Die Österreichischen Bischöfe
im Heiligen Land
Vom 2. bis 10. November dieses Jahres bereisten die Österreichischen Bischöfe das Heilige Land. In erster Linie diente die Reise dem Nachspüren der "Quellen des Glaubens", so Kardinl Christoph Schönborn. Bereits während ihrer Reise, die von zahlreichen Begegnungen mit kirchlichen wie politischen Vertretern geprägt war, berichteten die Bischöfe in einem Hirtenbrief an die Katholiken in Österreich von ihren Erfahrungen und tiefen prägenden Eindrücken während der Reise. Einen ausführlichen Bericht über die Reiseerfahrungen und die einzelnen Begegnungen und Stationen können Sie auch Nachhören: > Audio.
Doch nicht nur der spirituellen und religiösen Suche diente die Reise nach Israel. Sie wurde zugleich verbunden mit der traditionellen Arbeitstagung der Bischöfe im Herbst. In diesem Jahr standen die Beratungen unter drei Schwerpunktthemen: dem Thema Lebensschutz, dem Thema Ehe und Familie sowie dem Thema Lateinamerika - dies insbesondere aus Anlass der zunehmenden Bedrohungen, denen sich der austro-brasilianische Bischof Erwin Kräutler in Brasilien ausgesetzt sieht. (Zusammenfassung)
Ausdrücklich erinnern die österreichischen Bischöfe in ihrer Presseerklärung an die bereits vor mehr als 30 Jahren vom damaligen Bundeskanzler Bruno Kreisky versprochenen "flankierenden Maßnahmen" zur Fristenregelung. Dabei verweisen die Bischöfe auf die Ansprache Papst Benedikts XVI. in der Wiener Hofburg während seines Österreich-Besuchs im September, bei der der Papst das Recht auf Leben als "grundlegendes Menschenrecht auch für Ungeborene" verteidigte. Wörtlich schreiben dazu die Österreichischen Bischöfe: "Christen müssen Freunde und daher Schützer und Förderer des menschlichen Lebens sein, sei es geboren oder noch nicht geboren, sei es entfaltet oder behindert".
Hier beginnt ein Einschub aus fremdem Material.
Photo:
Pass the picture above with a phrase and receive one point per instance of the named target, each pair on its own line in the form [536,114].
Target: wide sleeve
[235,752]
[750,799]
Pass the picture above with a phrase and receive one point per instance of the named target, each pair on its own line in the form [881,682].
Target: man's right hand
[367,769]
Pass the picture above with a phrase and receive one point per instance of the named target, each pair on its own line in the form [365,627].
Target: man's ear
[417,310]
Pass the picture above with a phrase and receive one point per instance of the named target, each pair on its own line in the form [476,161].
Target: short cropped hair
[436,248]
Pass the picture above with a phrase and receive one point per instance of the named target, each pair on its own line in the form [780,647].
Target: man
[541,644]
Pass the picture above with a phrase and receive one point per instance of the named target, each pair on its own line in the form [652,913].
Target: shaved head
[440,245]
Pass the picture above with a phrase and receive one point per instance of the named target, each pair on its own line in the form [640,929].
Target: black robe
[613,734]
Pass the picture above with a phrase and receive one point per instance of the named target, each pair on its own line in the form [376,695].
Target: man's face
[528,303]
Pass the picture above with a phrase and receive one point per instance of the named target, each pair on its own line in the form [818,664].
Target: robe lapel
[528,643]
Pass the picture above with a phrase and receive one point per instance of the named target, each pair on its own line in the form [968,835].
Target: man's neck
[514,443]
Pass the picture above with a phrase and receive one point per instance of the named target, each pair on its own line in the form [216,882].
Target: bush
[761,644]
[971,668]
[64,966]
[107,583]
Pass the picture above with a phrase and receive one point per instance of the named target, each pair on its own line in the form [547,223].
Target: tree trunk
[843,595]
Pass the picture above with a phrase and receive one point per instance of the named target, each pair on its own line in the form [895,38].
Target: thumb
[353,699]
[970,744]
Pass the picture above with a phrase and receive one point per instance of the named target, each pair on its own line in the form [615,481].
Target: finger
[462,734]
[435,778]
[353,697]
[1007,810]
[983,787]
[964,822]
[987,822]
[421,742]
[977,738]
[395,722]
Besorgt zeigen sich die österreichischen Bischöfe im Blick auf die in den vergangenen Monaten in Österreich unter dem Begriff "Homo-Ehe" geführte Diskussion um die rechtliche Anerkennung gleichgeschlechtlicher Partnerschaften. Eine rechtliche Anerkennung in Form einer standesamtlichen Anmeldung homosexueller "Ehen" sei abzulehnen, so die Bischöfe, da dies eine Gleichstellung mit der Ehe bedeuten würde, obgleich eine homosexuelle Partnerschaft in keiner Weise die gleichen Leistungen und Opfer wie eine Familie auf der Grundlage der Ehe für die Entwicklung der Gesellschaft erbringen könne.
Mit Sorge blicken die österreichischen Bischöfe außerdem auf die bedrohliche Lage, in der sich der austro-brasilianische Bischof Erwin Kräutler befindet. Seit der Ermordung der Ordensfrau Dorothy Stang am 12. Februar 2005 ist Kräutler ständigen Todesdrohungen ausgesetzt und bedarf des ständigen Personenschutzes. Diese Situation habe die Bischöfe veranlasst, Bischof Kräutler ihrer uneingeschränkten Solidarität zu versichern.